Let \(B_1,\ldots,B_n\) be pairwise exclusive events (i.e. \(B_iB_j=\emptyset\) for all \(i\neq j\)) such that \(B_1+B_2+\ldots+B_n=\Omega\) with \(\P(B_i)\neq0\) (it is said then that \(B_1,\ldots,B_n\) form a partition of \(\Omega\)). Then the law of total probability holds: \[ \P(A)=\P(A\mid B_1)\,\P(B_1)+\ldots+\P(A\mid B_n)\,\P(B_n). \]

TipRemember

There is also a modification of the law of total probability for conditional probabilioties. If \(B_1,\ldots,B_n\) are as above and \(\P(C)\neq0\), then \[ \P(A\mid C) = \P(A\mid B_1 C)\P(B_1\mid C)+ \ldots + \P(A\mid B_n C)\P(B_n\mid C). \]

From Definition 2.10, we have that \[ \P(B) \P(A\mid B) = \P(AB)=\P(BA)=\P(A)\P(B\mid A). \] This implies the following important statement.

ImportantMemorize

Let \(\P(A)\neq0\) and \(\P(B)\neq0\). Then Bayes’ rule (a.k.a.

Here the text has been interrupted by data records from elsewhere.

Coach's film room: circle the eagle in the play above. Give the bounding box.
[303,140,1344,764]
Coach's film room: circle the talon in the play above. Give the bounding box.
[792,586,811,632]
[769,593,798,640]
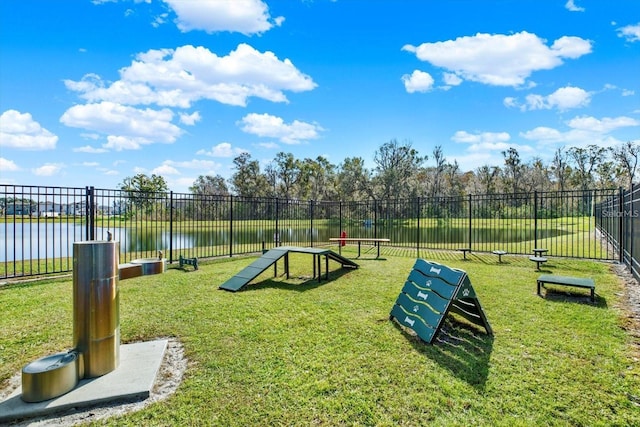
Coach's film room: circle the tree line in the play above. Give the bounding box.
[120,139,640,201]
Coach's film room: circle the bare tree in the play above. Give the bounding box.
[611,141,640,188]
[551,147,571,191]
[373,139,427,199]
[569,145,606,190]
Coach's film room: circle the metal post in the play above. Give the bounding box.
[468,194,473,250]
[169,191,173,264]
[274,197,280,247]
[416,197,422,257]
[533,190,538,248]
[229,196,233,257]
[73,241,120,378]
[616,187,626,263]
[309,200,313,247]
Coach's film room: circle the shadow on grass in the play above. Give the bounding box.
[393,317,494,390]
[242,268,351,292]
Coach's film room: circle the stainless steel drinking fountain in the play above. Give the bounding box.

Bayes’ formula or Bayes’ theorem) holds: \[ \P(A\mid B) = \frac{\P(A)\P(B\mid A)}{\P(B)}. \] It describe the a posteriori probability of the event \(A\), after an experiment with the known outcome \(B\), using the a priori information about the outcome \(B\).

TipRemember

If \(A_1,\ldots,A_n\) form a partition of \(\Omega\) (i.e. \(A_1+\ldots+A_n=\Omega\) and \(A_iA_j=\emptyset\) for \(i\neq j\)) with \(\P(A_j)\neq0\), then we can rewrite Bayes’ rule as follows, for \(\P(B)\neq0\): \[ \P(A_i\mid B) = \dfrac{\P(A_i)\P(B\mid A_i)}{\displaystyle\sum_{j=1}^n\P(B\mid A_j)\P(A_j)}. \]

Example 2.14 A patient has taken a test for a rare disease. The prevalence of the disease in the population is known to be very low, only \(0.1\)%. The test correctly identifies the disease in \(95\)% of cases when it’s present. The test incorrectly indicates the presence of the disease in \(3\)%, of cases where it’s not actually present. The patient has just received a positive test result for the disease. What is the probability that he actually has the disease?

Solution: Let \(D\) denote the event of having the desease for a member of the population, then \(\P(D) = 0.001\) (\(0.1\)%). Let \(T\) denote the event of the positive test result. Then we know that \[ \P(T|D) = 0.95, \qquad \P(T|D^c) = 0.03. \] By the very definition, \(D\) and \(D^c\) form a partition of \(\Omega\). Then \[ \P(D|T) = \frac{\P(T|D) \cdot \P(D)}{\P(T|D) \cdot \P(D) + \P(T|D^c) \cdot \P(D^c)} = \frac{0.95 \cdot 0.001}{0.95 \cdot 0.001 + 0.03 \cdot (1 - 0.001)} \approx 0.0306. \] So, given a positive test result for the disease, the probability that the patient actually has the disease is just \(3.06\)%.